Gandhiji’s granddaughter requests farmers to remain peaceful during protest

Mahatma Gandhi’s granddaughter Tara Gandhi Bhattacharjee visited Ghazipur on the Delhi-Uttar Pradesh border to extend support to the farmers’ movement against the Centre’s contentious farm laws, according to a BKU statement.
The 84-year-old Bhattacharjee, who is also the chairperson of National Gandhi Museum, exhorted farmers to remain peaceful in their protest and urged the government to “take care” of the farming community.

She was joined by Gandhi Smarak Nidhi chairman Ramchandra Rahi, All-India Sarv Seva Sangha managing trustee Ashok Saran, Gandhi Smarak Nidhi director Sanjay Singha and National Gandhi Museum director A Annamalai.

“We have not come here as part of any political programme. We have come here today for the farmers, who have fed all of us our whole life,” Ms Bhattacharjee said, according to the statement by the Bharatiya Kisan Union (BKU), the farmers union leading the protest in Ghaziabad.

“We are because of you all. In the benefit of farmers lies the benefit of the country and all of us,” she was quoted as telling the protesters, who are camping at Ghazipur since November with a demand that the Centre repeal the three new farm laws and make a new one to guarantee minimum support price (MSP) for crops.

She recalled that the first fight for independence from the British rule in 1857 had also started from Meerut in western Uttar Pradesh. Ms Bhattacharjee said she has come to the protest site to pray for the farmers, according to the statement issued by BKU’s media in-charge Dharmendra Malik.

“I want that whatever happens, farmers should be benefitted by it. Nobody is unaware of the hard work that the farmers do and it is not to be said again that in the benefit of farmers lies the benefit of our country, and all of us,” she said.

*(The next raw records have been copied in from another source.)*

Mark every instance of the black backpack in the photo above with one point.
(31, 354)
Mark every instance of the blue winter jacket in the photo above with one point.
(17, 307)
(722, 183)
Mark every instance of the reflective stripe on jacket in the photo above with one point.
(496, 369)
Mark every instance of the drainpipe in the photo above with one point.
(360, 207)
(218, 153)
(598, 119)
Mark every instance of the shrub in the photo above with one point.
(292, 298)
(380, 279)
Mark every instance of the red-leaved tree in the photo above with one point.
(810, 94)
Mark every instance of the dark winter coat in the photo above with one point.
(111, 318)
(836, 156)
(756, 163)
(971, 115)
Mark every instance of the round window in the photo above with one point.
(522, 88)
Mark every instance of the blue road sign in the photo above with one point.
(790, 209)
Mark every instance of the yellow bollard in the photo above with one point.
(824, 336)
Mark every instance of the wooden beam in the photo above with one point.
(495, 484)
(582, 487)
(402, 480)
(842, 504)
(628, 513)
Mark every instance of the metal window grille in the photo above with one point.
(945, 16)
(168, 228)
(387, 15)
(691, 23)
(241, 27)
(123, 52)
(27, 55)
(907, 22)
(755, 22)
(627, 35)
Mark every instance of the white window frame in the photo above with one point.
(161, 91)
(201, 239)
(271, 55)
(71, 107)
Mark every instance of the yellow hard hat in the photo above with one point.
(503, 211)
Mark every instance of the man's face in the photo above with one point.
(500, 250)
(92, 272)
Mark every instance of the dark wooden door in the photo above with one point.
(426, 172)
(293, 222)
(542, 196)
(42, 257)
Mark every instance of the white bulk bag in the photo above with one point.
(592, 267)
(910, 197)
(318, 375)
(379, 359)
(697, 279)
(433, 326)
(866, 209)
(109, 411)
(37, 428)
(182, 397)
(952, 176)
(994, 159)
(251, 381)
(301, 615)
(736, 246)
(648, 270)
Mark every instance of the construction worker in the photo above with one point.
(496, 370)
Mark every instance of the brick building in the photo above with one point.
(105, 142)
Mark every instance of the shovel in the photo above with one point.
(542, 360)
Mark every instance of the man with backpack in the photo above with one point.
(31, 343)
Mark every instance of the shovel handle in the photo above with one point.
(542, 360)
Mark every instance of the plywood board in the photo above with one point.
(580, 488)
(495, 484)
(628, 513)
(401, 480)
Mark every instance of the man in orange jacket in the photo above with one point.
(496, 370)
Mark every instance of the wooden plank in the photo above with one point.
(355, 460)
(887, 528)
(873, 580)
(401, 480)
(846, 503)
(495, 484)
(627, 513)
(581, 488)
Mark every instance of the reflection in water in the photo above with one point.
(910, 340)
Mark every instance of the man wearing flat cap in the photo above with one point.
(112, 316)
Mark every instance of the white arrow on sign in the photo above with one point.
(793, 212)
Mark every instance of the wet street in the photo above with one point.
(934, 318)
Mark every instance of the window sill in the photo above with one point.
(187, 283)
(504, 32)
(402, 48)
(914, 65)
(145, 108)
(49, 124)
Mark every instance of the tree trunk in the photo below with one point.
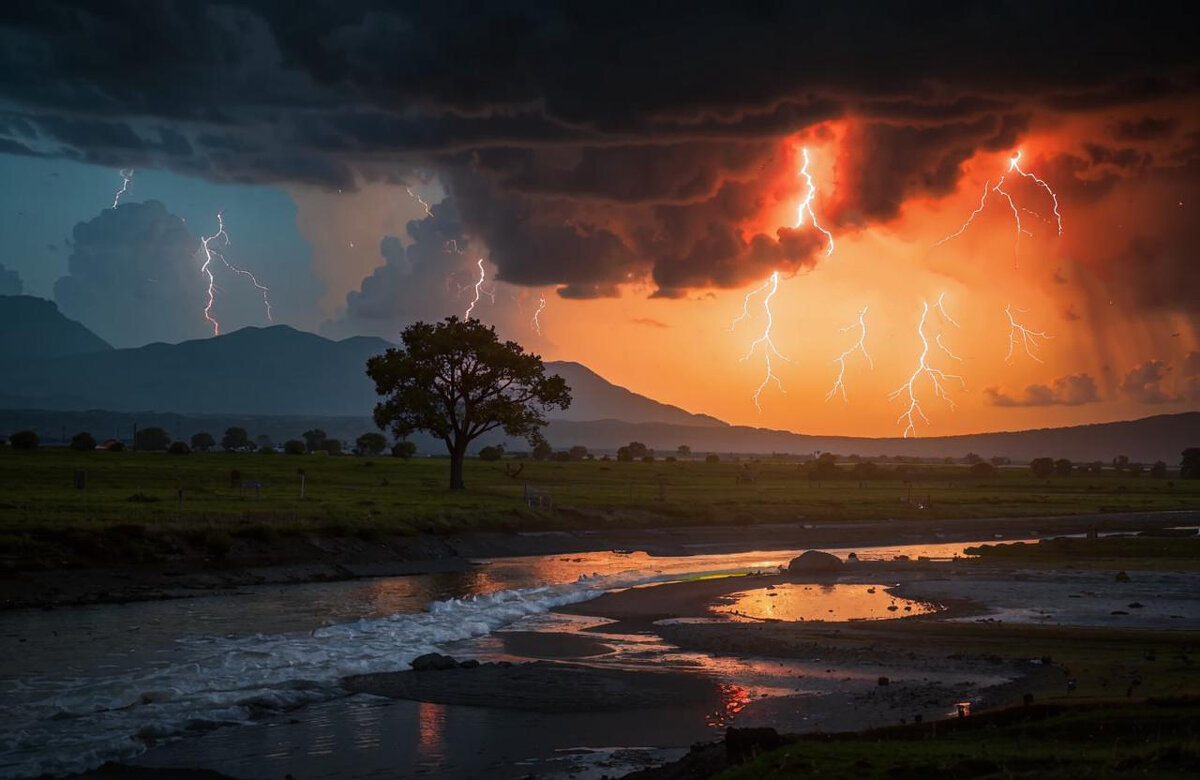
(457, 455)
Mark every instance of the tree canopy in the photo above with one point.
(456, 381)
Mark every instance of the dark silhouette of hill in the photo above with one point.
(280, 381)
(264, 371)
(34, 328)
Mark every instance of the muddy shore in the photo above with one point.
(327, 559)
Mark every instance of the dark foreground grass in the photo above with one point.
(396, 496)
(1114, 552)
(1156, 738)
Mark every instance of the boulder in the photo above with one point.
(815, 562)
(432, 661)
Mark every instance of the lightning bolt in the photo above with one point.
(937, 378)
(207, 269)
(805, 207)
(126, 178)
(537, 315)
(1014, 166)
(1019, 335)
(858, 346)
(479, 289)
(768, 347)
(429, 211)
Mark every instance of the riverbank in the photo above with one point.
(255, 559)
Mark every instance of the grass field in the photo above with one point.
(37, 491)
(1116, 739)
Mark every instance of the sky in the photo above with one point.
(995, 227)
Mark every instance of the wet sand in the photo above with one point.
(329, 558)
(545, 687)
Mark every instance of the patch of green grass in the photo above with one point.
(1152, 738)
(161, 491)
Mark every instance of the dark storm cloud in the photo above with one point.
(586, 144)
(425, 281)
(133, 276)
(1069, 391)
(10, 282)
(1144, 383)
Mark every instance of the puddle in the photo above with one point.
(798, 601)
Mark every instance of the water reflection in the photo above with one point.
(798, 601)
(431, 727)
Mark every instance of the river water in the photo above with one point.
(250, 683)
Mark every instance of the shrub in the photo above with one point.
(234, 439)
(153, 438)
(982, 469)
(371, 444)
(1042, 467)
(23, 441)
(491, 453)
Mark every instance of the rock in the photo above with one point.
(742, 744)
(432, 661)
(815, 562)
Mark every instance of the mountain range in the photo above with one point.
(279, 381)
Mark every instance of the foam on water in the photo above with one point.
(72, 724)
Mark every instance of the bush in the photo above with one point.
(23, 441)
(1042, 467)
(982, 469)
(153, 439)
(234, 439)
(371, 444)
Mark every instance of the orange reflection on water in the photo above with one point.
(431, 727)
(733, 700)
(799, 601)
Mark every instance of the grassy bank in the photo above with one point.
(1157, 738)
(1119, 552)
(37, 491)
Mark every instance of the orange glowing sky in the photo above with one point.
(683, 352)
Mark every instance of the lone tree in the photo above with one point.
(457, 381)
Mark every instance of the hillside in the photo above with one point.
(255, 371)
(34, 328)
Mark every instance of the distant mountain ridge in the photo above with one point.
(255, 371)
(34, 328)
(281, 381)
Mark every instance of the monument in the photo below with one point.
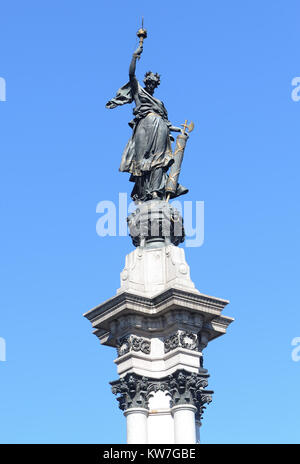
(158, 322)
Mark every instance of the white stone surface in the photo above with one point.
(160, 420)
(136, 425)
(149, 271)
(184, 424)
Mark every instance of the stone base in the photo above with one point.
(149, 271)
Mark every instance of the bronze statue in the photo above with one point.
(148, 153)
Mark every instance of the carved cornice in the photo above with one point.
(125, 344)
(183, 387)
(187, 340)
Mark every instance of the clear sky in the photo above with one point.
(228, 66)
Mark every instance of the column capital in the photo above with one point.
(185, 389)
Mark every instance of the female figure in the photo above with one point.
(148, 153)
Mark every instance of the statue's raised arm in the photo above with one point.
(148, 153)
(132, 78)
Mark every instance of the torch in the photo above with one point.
(172, 182)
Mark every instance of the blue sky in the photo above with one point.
(228, 66)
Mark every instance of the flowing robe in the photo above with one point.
(148, 153)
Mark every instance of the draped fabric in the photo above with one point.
(149, 148)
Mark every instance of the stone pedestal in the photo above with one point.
(159, 324)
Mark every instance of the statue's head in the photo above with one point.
(151, 81)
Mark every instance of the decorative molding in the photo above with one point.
(125, 344)
(183, 387)
(133, 391)
(187, 340)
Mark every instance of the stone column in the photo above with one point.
(136, 420)
(184, 423)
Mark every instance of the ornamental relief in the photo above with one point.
(187, 340)
(183, 387)
(127, 344)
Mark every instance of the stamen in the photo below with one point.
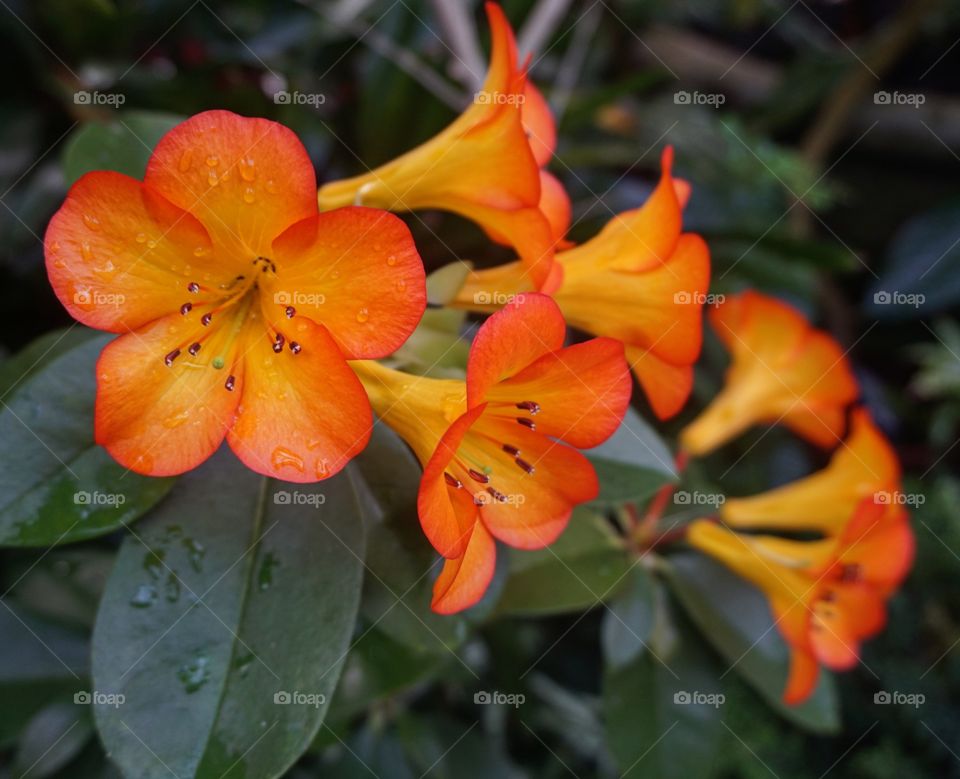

Thousands of farmers are camping at Delhi’s border points of Singhu, Tikri and Ghazipur since November in protest against the three farm laws enacted by the Centre in September.

They claim that the new laws and lack of a law on MSP would hurt their livelihoods while the government has maintained that the legislations are pro-farmer. The impasse continues even after 11 rounds of formal talks between the government and farmers.